マネーmoneyとか、社会societyとかいう単語は、ほんらい神聖なニュアンスを持つんであって、ここの感覚を理解できないところに、日本人の限界があるというか、いつまでも猿マネ民族として扱われる部分があるというか。

結局、「日本人は社会を理解できていないのに、社会を押しつけられている」という構図です。

僕も外食をしますが、たまに横柄な客を目撃することがあります。
なにやら大声のタメ口で店員に口をきいているんですよね。太った体でふんぞり返って。

僕は、文化人類学者のマネをして、ずっとその横柄な客を観察し続けます。「金を払っているのだから、俺が偉いんだ」という感じの、だいたいおっさんかオバさん。

しかしですよ、よくよく考えてみれば、店と客との関係は、マネーにもとづく契約であり、マネーにもとづく以上、店と客は対等のはずなんです。

お金とは、すべて人間を平等にならすことに特徴があります。社会においては、売り手も買い手も、だれもかれもが平等なんですね。だから、店員もおかしい。ヘエコラする必要はない。

マネーは、すべての人々を『平等』の立ち位置に再編成します。

一万円には一万円のサービスを、十万円には十万円のサービスを提供する。そうやって、お互いにバランスをとっている。

SNSI研究員・鴨川光氏が、常々書いているエクィリブリアムequlibuliamのこと。

僕らの時代のような、マネーにもとづく社会societyにおいては、貴族も平民も存在しません。みんな平等だ、ということになっている。これは、そのまま民主政democracyのことです。

それを、この横柄な客はわかっていない。「上の者が下の者に金を払ってやる」という地域共同体に独特の感覚のままに行動している。こんな光景は、日本のどこでも、そこかしこに見られる現象でしょうね。だから「日本人は社会オンチである」といわれるんですよ。

太平洋戦争の際、1944年にニューヨークで、日本人の性格構造を分析するための太平洋問題調査会(Institute of Pacific Relations)略して、IPR会議がひらかれました。

IPR会議は、もともとロックフェラー財団の資金提供で運営されていたものです。

この会議に、日本人を徹底的に丸裸にしたルース・ベネディクトやジェフリー・ゴーラーも出席しています。

なんと、社会学の泰斗であるタルコット・パーソンズ(1902~1979)も出席した会議です。
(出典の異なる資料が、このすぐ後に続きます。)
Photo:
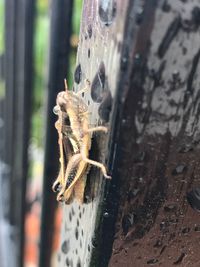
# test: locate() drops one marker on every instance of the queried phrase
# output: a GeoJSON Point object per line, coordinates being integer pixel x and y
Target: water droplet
{"type": "Point", "coordinates": [152, 261]}
{"type": "Point", "coordinates": [107, 11]}
{"type": "Point", "coordinates": [89, 30]}
{"type": "Point", "coordinates": [56, 110]}
{"type": "Point", "coordinates": [193, 198]}
{"type": "Point", "coordinates": [197, 228]}
{"type": "Point", "coordinates": [158, 244]}
{"type": "Point", "coordinates": [185, 148]}
{"type": "Point", "coordinates": [78, 74]}
{"type": "Point", "coordinates": [128, 221]}
{"type": "Point", "coordinates": [65, 247]}
{"type": "Point", "coordinates": [166, 7]}
{"type": "Point", "coordinates": [89, 53]}
{"type": "Point", "coordinates": [124, 58]}
{"type": "Point", "coordinates": [140, 157]}
{"type": "Point", "coordinates": [106, 215]}
{"type": "Point", "coordinates": [105, 107]}
{"type": "Point", "coordinates": [186, 230]}
{"type": "Point", "coordinates": [139, 15]}
{"type": "Point", "coordinates": [67, 262]}
{"type": "Point", "coordinates": [175, 75]}
{"type": "Point", "coordinates": [97, 87]}
{"type": "Point", "coordinates": [196, 16]}
{"type": "Point", "coordinates": [179, 169]}
{"type": "Point", "coordinates": [76, 233]}
{"type": "Point", "coordinates": [94, 242]}
{"type": "Point", "coordinates": [79, 263]}
{"type": "Point", "coordinates": [180, 258]}
{"type": "Point", "coordinates": [170, 208]}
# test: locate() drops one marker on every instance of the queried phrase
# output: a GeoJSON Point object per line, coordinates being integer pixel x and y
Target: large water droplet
{"type": "Point", "coordinates": [78, 74]}
{"type": "Point", "coordinates": [107, 11]}
{"type": "Point", "coordinates": [97, 87]}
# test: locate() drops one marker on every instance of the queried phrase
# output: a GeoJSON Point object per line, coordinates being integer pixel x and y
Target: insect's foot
{"type": "Point", "coordinates": [60, 197]}
{"type": "Point", "coordinates": [107, 176]}
{"type": "Point", "coordinates": [56, 186]}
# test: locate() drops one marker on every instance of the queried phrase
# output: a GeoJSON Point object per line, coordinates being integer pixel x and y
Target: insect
{"type": "Point", "coordinates": [74, 138]}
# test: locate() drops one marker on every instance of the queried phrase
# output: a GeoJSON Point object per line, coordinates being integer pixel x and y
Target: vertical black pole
{"type": "Point", "coordinates": [18, 75]}
{"type": "Point", "coordinates": [61, 12]}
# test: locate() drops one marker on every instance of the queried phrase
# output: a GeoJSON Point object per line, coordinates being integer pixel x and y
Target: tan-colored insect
{"type": "Point", "coordinates": [78, 143]}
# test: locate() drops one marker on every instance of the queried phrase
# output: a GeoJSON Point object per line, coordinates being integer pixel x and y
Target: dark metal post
{"type": "Point", "coordinates": [61, 13]}
{"type": "Point", "coordinates": [18, 75]}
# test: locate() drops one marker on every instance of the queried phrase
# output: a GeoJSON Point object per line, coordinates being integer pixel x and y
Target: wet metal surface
{"type": "Point", "coordinates": [157, 163]}
{"type": "Point", "coordinates": [98, 61]}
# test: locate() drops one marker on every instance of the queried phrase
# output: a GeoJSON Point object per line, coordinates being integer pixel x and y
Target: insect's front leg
{"type": "Point", "coordinates": [94, 163]}
{"type": "Point", "coordinates": [72, 165]}
{"type": "Point", "coordinates": [96, 129]}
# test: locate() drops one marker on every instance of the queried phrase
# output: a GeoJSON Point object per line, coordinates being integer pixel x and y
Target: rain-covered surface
{"type": "Point", "coordinates": [98, 61]}
{"type": "Point", "coordinates": [158, 179]}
パーソンズは、僕の師である副島隆彦氏の、そのまた師にあたる小室直樹氏に、社会学を教示した人物でもあります。

このIPR会議の様子が、『日本人の行動パターン』(ルース・ベネディクト著 福井七子訳 日本放送出版協会 1997年)の訳者解説で描かれています。
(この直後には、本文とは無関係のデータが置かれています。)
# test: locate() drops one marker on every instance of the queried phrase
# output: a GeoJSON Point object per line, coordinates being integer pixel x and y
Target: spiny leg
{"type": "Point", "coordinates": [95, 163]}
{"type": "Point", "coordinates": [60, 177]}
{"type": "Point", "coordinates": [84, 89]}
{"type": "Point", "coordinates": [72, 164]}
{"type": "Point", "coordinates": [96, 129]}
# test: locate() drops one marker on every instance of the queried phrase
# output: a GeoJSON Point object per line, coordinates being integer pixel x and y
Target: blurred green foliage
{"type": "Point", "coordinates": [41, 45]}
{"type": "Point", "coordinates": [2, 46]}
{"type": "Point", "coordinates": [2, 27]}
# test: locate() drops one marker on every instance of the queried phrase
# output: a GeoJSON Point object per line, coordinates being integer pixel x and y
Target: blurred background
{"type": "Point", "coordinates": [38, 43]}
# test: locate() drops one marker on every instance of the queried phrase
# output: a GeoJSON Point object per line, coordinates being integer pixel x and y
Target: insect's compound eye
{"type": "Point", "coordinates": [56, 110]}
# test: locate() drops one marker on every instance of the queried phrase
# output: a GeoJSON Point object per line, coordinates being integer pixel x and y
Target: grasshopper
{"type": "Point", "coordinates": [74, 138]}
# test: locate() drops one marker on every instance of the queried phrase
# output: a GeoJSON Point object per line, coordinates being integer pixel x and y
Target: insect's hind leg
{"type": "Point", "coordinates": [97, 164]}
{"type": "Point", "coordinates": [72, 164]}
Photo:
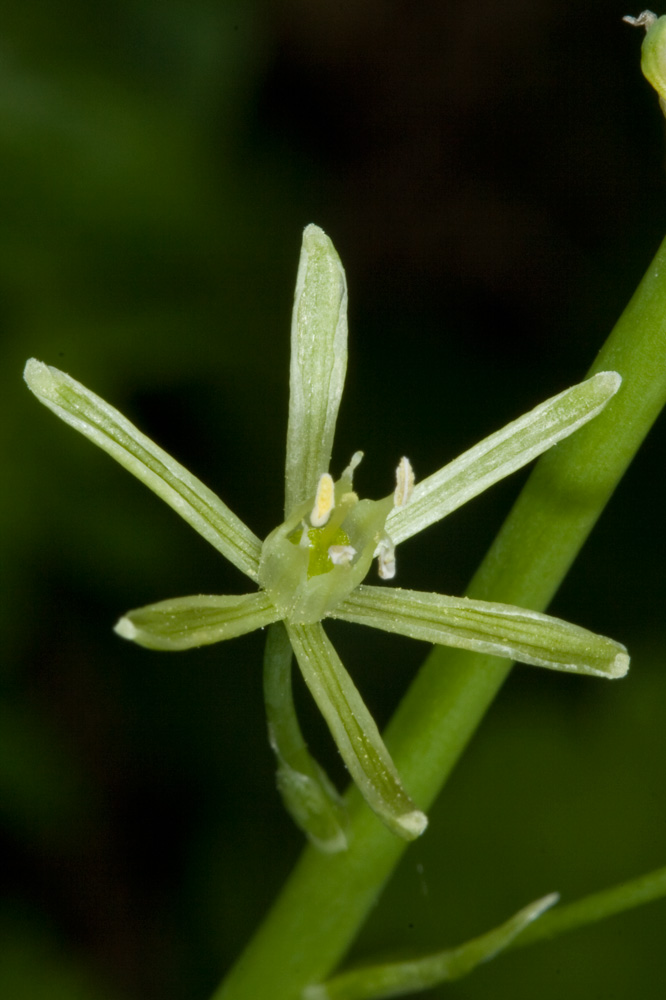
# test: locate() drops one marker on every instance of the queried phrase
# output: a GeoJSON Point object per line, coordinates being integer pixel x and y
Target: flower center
{"type": "Point", "coordinates": [320, 554]}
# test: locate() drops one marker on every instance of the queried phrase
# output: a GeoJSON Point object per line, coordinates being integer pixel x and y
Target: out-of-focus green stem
{"type": "Point", "coordinates": [598, 906]}
{"type": "Point", "coordinates": [327, 898]}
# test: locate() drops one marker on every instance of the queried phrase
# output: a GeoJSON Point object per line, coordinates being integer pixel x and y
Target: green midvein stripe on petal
{"type": "Point", "coordinates": [318, 365]}
{"type": "Point", "coordinates": [497, 629]}
{"type": "Point", "coordinates": [502, 453]}
{"type": "Point", "coordinates": [187, 495]}
{"type": "Point", "coordinates": [187, 622]}
{"type": "Point", "coordinates": [354, 730]}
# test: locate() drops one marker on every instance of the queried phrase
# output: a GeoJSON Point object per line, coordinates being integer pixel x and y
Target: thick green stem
{"type": "Point", "coordinates": [327, 898]}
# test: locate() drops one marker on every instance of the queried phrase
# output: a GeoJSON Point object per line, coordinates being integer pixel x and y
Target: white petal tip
{"type": "Point", "coordinates": [619, 666]}
{"type": "Point", "coordinates": [34, 372]}
{"type": "Point", "coordinates": [540, 906]}
{"type": "Point", "coordinates": [413, 823]}
{"type": "Point", "coordinates": [612, 380]}
{"type": "Point", "coordinates": [126, 629]}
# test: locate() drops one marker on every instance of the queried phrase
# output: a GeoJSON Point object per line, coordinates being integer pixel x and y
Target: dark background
{"type": "Point", "coordinates": [493, 178]}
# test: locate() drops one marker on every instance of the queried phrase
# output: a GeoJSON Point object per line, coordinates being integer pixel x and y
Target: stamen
{"type": "Point", "coordinates": [385, 553]}
{"type": "Point", "coordinates": [341, 555]}
{"type": "Point", "coordinates": [404, 482]}
{"type": "Point", "coordinates": [324, 501]}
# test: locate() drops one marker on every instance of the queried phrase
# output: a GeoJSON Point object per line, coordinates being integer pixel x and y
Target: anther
{"type": "Point", "coordinates": [324, 501]}
{"type": "Point", "coordinates": [404, 482]}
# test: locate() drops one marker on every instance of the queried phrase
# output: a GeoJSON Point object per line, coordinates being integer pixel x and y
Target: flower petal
{"type": "Point", "coordinates": [355, 732]}
{"type": "Point", "coordinates": [318, 365]}
{"type": "Point", "coordinates": [392, 979]}
{"type": "Point", "coordinates": [107, 428]}
{"type": "Point", "coordinates": [497, 629]}
{"type": "Point", "coordinates": [186, 622]}
{"type": "Point", "coordinates": [501, 454]}
{"type": "Point", "coordinates": [308, 795]}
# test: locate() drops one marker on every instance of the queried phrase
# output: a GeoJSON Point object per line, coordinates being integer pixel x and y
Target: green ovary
{"type": "Point", "coordinates": [321, 540]}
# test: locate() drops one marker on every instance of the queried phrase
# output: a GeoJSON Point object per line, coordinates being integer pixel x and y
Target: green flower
{"type": "Point", "coordinates": [312, 566]}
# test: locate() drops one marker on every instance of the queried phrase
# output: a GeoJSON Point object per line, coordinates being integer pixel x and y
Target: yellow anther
{"type": "Point", "coordinates": [324, 501]}
{"type": "Point", "coordinates": [404, 482]}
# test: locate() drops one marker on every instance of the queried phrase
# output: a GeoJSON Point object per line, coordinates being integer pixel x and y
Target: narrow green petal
{"type": "Point", "coordinates": [355, 732]}
{"type": "Point", "coordinates": [379, 982]}
{"type": "Point", "coordinates": [501, 454]}
{"type": "Point", "coordinates": [497, 629]}
{"type": "Point", "coordinates": [107, 428]}
{"type": "Point", "coordinates": [186, 622]}
{"type": "Point", "coordinates": [318, 365]}
{"type": "Point", "coordinates": [308, 795]}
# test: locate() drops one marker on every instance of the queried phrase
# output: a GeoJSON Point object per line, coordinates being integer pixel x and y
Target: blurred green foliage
{"type": "Point", "coordinates": [493, 179]}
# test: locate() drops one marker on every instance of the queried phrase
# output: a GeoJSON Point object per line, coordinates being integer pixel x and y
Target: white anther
{"type": "Point", "coordinates": [385, 553]}
{"type": "Point", "coordinates": [341, 555]}
{"type": "Point", "coordinates": [324, 501]}
{"type": "Point", "coordinates": [404, 482]}
{"type": "Point", "coordinates": [644, 20]}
これは貴重な記録です。p148で紹介されているジョン・マキという人物の発言が重要。「日本人は『社会society』を理解できない」という趣旨の発言をしています。さきに私が描いた横柄な人物像を思い浮かべながら、次を読んでみてください。


『日本人の行動パターン』p148(ルース・ベネディクト著 福井七子訳 日本放送出版協会 1997年)

ジョン・マキは次のように説明する。
「日本では身内とよそ者という考えは非常に重要です。西洋人は、日本人が非常に礼儀正しいと考えています。
確かに身内の関係のなかではきちんと紹介され、礼儀正しく振る舞われますが、よそ者の状況にある場合、形式や丁寧さは完全に無視され、人間の感情を欠いた関係となるのです。
社会的に丁重な言動という考え方は日本人にはありません。(※キョーが太字にしました)

身内とよそ者という考えは、強い郷土愛に基づく地方主義に遡ることができます。外からやってくる人は、潜在的に敵やスパイと考えられていた十七、十八、十九世紀に由来します。 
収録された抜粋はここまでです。